Ignored XML elements show up near eXist-db's lucene search results

Question

Let's take point of departure in eXist-db's Shakespeare app. Say you have index entries there. You do not want hits in the index terms - this the index configuration takes care of - but you also do not want them output to the KWIC display - this you have to code yourself.

If you look in app.xql, you will see there is a function named app:filter called from app:show-hits. This you can use to remove parts of the output to the KWIC display, based on the name of the parent of the text node that is output.

This will give what you want:

declare %private function app:filter($node as node(), $mode as xs:string) as xs:string? {
    let $ignored-elements := doc('/db/system/config/db/apps/shakespeare/collection.xconf')//*:ignore/@qname/string()
    let $ignored-elements := 
        for $ignored-element in $ignored-elements
        let $ignored-element := substring-after($ignored-element, ':')
        return $ignored-element
    return
        if (local-name($node/parent::*) = ('speaker', 'stage', 'head', $ignored-elements)) 
        then ()
        else 
            if ($mode eq 'before') 
            then concat($node, ' ')
            else concat(' ', $node)
};

You can of course hard-code the elements to ignore, as in ('speaker', 'stage', 'head', 'sic', 'term', 'note') ('index' is not needed here since you must always use 'term'), but I wanted to show that you do not have to.

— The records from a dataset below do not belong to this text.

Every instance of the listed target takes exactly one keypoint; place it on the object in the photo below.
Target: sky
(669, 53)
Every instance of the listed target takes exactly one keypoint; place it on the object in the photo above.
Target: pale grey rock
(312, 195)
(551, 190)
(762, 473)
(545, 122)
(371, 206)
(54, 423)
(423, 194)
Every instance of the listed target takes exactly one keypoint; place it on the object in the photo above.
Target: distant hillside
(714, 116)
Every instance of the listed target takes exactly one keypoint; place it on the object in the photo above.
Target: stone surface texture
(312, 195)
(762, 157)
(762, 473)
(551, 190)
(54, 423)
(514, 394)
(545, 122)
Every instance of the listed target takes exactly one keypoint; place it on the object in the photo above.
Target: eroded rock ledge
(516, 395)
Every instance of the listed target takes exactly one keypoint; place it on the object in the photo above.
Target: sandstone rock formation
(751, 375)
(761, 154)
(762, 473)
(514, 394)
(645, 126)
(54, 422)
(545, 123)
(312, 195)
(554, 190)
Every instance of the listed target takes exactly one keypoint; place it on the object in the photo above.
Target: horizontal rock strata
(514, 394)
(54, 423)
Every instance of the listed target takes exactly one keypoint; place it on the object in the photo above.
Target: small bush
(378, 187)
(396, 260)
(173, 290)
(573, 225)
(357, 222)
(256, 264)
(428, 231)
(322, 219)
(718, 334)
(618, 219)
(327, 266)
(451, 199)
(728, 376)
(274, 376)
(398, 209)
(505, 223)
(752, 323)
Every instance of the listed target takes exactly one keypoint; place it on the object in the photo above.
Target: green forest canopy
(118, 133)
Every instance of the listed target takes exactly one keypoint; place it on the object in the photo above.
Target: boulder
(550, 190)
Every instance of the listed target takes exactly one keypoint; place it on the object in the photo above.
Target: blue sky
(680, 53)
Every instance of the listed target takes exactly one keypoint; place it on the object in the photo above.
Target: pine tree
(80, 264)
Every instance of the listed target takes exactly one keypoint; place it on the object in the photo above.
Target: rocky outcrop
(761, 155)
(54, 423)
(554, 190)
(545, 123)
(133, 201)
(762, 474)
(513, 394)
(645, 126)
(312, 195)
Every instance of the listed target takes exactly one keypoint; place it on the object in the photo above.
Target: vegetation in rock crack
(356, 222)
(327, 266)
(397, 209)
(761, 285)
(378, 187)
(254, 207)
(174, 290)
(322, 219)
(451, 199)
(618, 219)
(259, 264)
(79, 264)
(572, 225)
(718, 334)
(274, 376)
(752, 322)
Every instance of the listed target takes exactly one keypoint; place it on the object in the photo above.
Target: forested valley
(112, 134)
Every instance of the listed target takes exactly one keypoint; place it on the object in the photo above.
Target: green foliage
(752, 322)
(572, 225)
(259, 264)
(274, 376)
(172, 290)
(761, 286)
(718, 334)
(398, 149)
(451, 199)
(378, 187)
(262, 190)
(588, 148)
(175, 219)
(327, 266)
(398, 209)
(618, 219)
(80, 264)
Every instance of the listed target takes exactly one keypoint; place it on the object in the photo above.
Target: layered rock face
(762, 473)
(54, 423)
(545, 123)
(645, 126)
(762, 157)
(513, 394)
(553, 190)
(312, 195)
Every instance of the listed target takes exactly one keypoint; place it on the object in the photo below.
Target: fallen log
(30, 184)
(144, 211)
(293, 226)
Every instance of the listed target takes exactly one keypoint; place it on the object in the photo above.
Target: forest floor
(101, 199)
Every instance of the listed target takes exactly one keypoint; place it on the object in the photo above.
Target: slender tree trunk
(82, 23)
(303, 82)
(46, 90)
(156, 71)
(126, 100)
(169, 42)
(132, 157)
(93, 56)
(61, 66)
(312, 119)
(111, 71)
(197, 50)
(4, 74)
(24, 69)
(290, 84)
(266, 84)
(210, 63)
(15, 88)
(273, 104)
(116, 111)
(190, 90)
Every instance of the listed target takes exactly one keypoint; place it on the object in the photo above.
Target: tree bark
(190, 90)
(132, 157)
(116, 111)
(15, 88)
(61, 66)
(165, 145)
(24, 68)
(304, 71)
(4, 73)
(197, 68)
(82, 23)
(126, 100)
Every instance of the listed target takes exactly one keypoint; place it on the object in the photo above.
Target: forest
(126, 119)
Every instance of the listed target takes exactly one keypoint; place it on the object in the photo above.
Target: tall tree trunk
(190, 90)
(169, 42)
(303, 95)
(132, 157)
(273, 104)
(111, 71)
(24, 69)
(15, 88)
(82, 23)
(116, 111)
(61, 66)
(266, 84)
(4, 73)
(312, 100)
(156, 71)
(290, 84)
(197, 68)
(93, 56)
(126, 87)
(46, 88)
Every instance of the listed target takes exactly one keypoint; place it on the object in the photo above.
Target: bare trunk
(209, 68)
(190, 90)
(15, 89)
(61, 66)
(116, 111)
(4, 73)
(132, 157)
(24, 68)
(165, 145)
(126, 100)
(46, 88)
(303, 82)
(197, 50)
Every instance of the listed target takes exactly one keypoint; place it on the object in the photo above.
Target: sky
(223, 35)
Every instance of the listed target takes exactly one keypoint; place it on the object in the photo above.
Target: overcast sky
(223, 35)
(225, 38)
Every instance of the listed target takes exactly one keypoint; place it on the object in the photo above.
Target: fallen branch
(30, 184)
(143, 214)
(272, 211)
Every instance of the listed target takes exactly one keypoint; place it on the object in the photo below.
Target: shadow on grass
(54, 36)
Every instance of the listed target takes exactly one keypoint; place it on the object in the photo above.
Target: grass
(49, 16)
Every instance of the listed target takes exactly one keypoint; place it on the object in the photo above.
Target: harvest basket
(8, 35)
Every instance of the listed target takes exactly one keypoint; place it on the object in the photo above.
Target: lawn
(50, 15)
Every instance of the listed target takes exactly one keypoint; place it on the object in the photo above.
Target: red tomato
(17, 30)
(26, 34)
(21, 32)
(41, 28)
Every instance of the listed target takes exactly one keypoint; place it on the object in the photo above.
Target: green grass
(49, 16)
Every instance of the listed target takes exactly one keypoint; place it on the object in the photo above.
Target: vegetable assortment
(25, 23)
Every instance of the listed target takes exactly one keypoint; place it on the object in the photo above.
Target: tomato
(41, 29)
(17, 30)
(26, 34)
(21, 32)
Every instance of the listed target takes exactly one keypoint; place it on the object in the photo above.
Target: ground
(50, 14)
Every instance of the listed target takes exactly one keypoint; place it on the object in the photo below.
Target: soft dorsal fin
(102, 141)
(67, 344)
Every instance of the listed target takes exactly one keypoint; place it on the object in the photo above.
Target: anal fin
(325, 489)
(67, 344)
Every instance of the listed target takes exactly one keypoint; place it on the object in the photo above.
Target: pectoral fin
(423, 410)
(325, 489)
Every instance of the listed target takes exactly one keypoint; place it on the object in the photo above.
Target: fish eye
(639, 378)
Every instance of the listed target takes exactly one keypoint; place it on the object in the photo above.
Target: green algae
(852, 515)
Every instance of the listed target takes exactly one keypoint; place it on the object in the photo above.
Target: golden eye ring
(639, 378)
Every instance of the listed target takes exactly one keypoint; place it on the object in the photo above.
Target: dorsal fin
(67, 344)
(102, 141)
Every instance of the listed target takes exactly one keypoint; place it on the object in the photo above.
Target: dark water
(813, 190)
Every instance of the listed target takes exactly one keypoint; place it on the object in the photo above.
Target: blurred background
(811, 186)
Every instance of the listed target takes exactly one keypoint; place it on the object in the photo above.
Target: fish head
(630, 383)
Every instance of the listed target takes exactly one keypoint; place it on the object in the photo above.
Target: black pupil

However, if you do not hard-code the elements to ignore, you should certainly move the assignment of $ignored-elements out of the function, for instance to a variable declared in the query prolog, so the database (collection.xconf) does not get called for every text node you encounter: this really is stupid, but I have put in all in one function for the sake of simplicity.

PS: namespace prefixes can be anything you choose, but the standard namespace prefix for the http://www.tei-c.org/ns/1.0 namespace is "tei", and changing it to "teins" can only lead to confusion.